CLEVELAND – Carsen Edwards might as well change his name to Arson Edwards, because he nearly burnt the house down Tuesday night in Cleveland.

Edwards put on a shooting display unlike any the Boston Celtics have seen in recent memory – and maybe unlike any they’ve seen in their entire storied history.

The rookie guard threw nothing but flames at the onset of the second half against the Cavaliers, torching the nets with eight 3-pointers in a span of just five minutes and six seconds. Edwards cooked every Cavaliers player who stood in front of him while making four treys from the top of the arc, two from the right wing, one from the right corner, and one from the left wing.

Most of the attempts were from well beyond the 3-point line, and one was nearly from the logo at mid-court.
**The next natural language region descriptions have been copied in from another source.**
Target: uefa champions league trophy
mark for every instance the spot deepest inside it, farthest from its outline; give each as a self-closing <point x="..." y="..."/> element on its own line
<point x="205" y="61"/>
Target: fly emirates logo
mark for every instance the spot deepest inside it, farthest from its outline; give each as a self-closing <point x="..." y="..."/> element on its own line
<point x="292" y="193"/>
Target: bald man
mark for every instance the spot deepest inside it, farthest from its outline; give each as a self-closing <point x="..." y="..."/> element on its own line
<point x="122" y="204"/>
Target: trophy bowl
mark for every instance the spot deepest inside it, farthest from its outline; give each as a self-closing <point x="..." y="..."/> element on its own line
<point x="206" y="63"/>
The jaw-dropping performance left many inside Rocket Mortgage Fieldhouse in disbelief, including his coach, Brad Stevens.
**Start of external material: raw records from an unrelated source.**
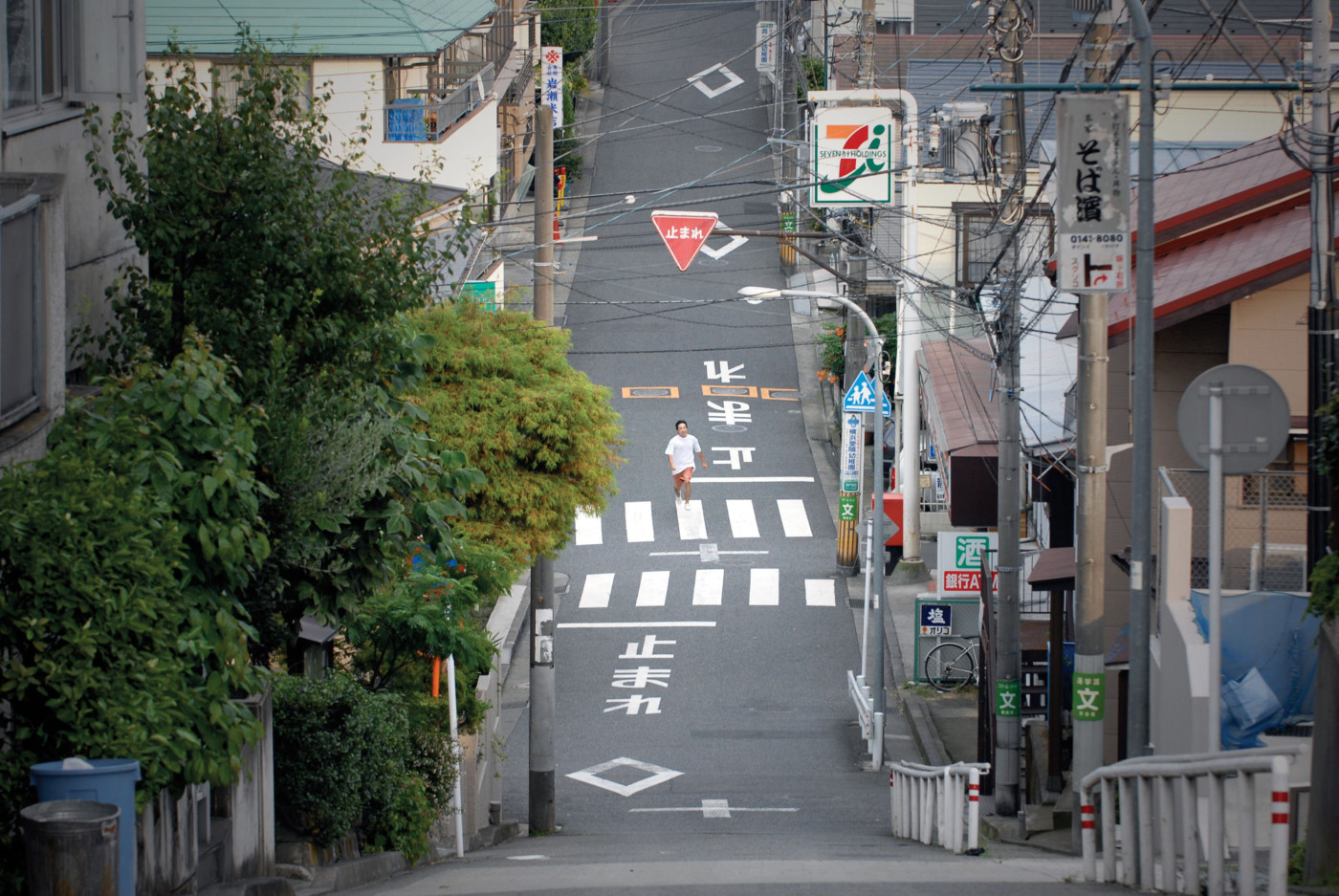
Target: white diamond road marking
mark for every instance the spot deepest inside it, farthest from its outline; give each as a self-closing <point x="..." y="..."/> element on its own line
<point x="596" y="592"/>
<point x="763" y="587"/>
<point x="735" y="241"/>
<point x="820" y="592"/>
<point x="653" y="588"/>
<point x="589" y="529"/>
<point x="794" y="521"/>
<point x="707" y="587"/>
<point x="638" y="517"/>
<point x="743" y="524"/>
<point x="692" y="525"/>
<point x="712" y="93"/>
<point x="658" y="775"/>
“It was, how many? Eight? Eight in five minutes?” the coach asked after the game. “I’ve never seen anything like that.”

Neither had his teammate, Tremont Waters, who at one point feared for his own life due to the heat Edwards was giving off.

“I just didn’t want to get burnt,” he joked, “so I tried to stay away from him.”
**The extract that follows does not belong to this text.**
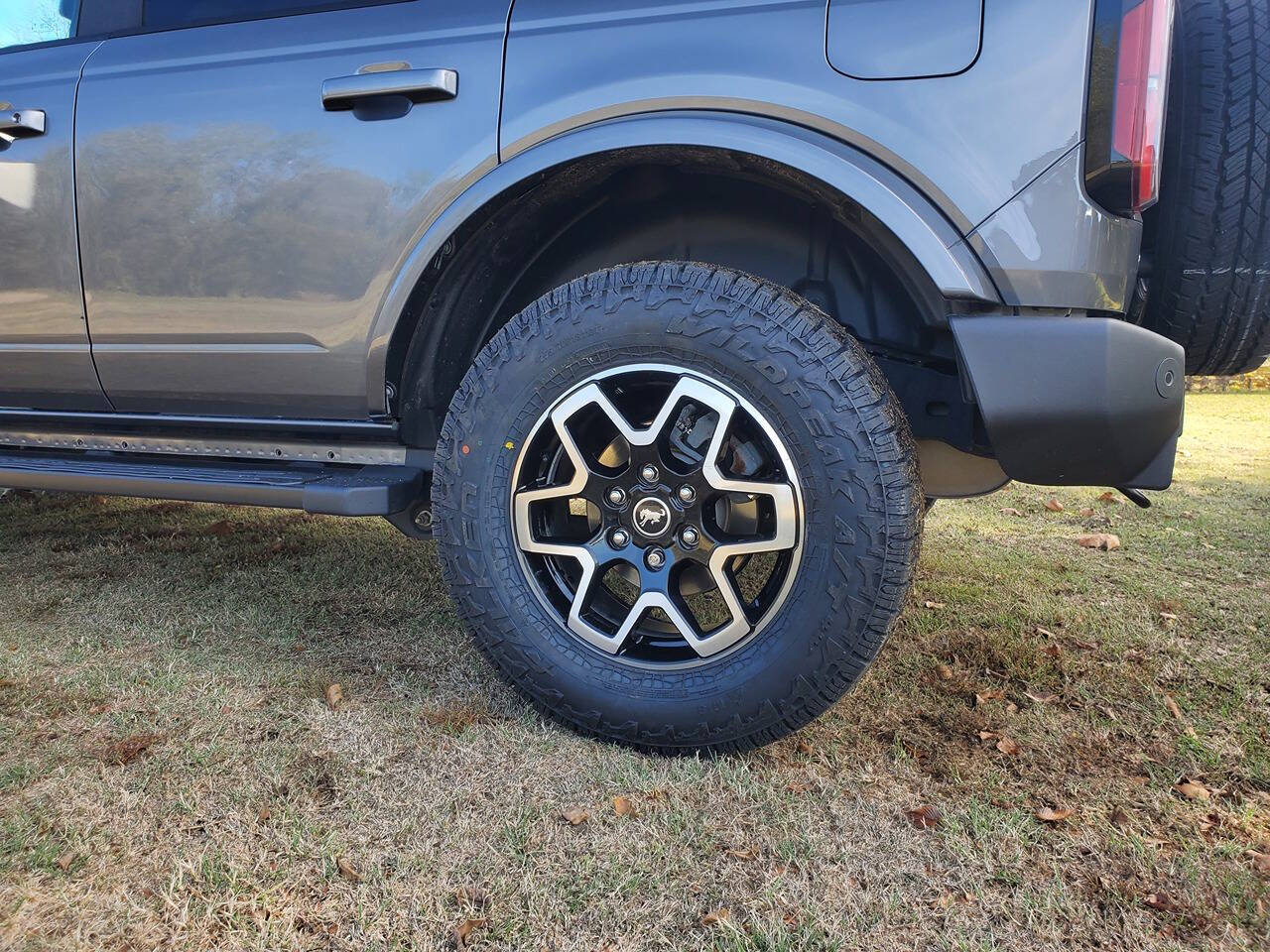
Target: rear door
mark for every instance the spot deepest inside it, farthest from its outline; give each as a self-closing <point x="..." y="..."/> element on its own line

Edwards must have cooled off with a postgame shower, because media members went unharmed while standing around him and questioning him about his incredible performance. He explained to them the feeling of being so locked in, and referenced his 42-point performance against Virginia in the Elite 8 of the NCAA tournament as the only other time he had felt that hot.

“That’s just one thing – once you kind of find your groove and your rhythm, it’s kinda like a heat check,” he said. “You see that go in and you kinda just keep going.”

He kept on going, and going, and going, no matter how the offense flowed.

Edwards consistently found a way to get his shot off, be it with one-on-one moves, with off-ball cuts, or by firing up shots from areas of the court where defenses simply shouldn’t need to defend. He took what the defense gave him, and then gave the Celtics exactly what they needed.

To the rookie’s credit, he did not bask in the glory of his performance following the game. He instead opted to praise his teammates for freeing him up for quality looks and finding him with timely passes.

“I mean, my teammates, they kept looking for me, setting good screens and things like that,” said Edwards. “It’s a blessing to have this opportunity, even if it’s preseason, man. You dream to be in positions like this, to be in the NBA with good guys.”

Now, those good guys feel like they’re dreaming while watching him light the building up.

Tuesday’s performance stands as evidence to anyone who watched that Edwards can catch fire in the NBA just as quickly as he did at the collegiate level, where he scored nearly 2,000 points at Purdue. His coach surely took notice.

“I thought what was the most encouraging part of the whole performance was I didn’t think he was very good in the first half,” said Stevens, “and for him to be able to re-center and play and come out of the gates like that in the second (half), that’s a great thing for a coach to learn about somebody.”

Stevens continued, “You always know that he’s probably one time from hitting the net away from getting hot. I think he lives on heat-check, and he should.”

Here’s another ‘should’: the Celtics and their counterparts should install temperature gauges and fire extinguishers around the court in preparation for the heat this guy could bring to any given arena at any given moment.

If they don’t, Arson Edwards might just burn the house down, like he nearly did Tuesday night.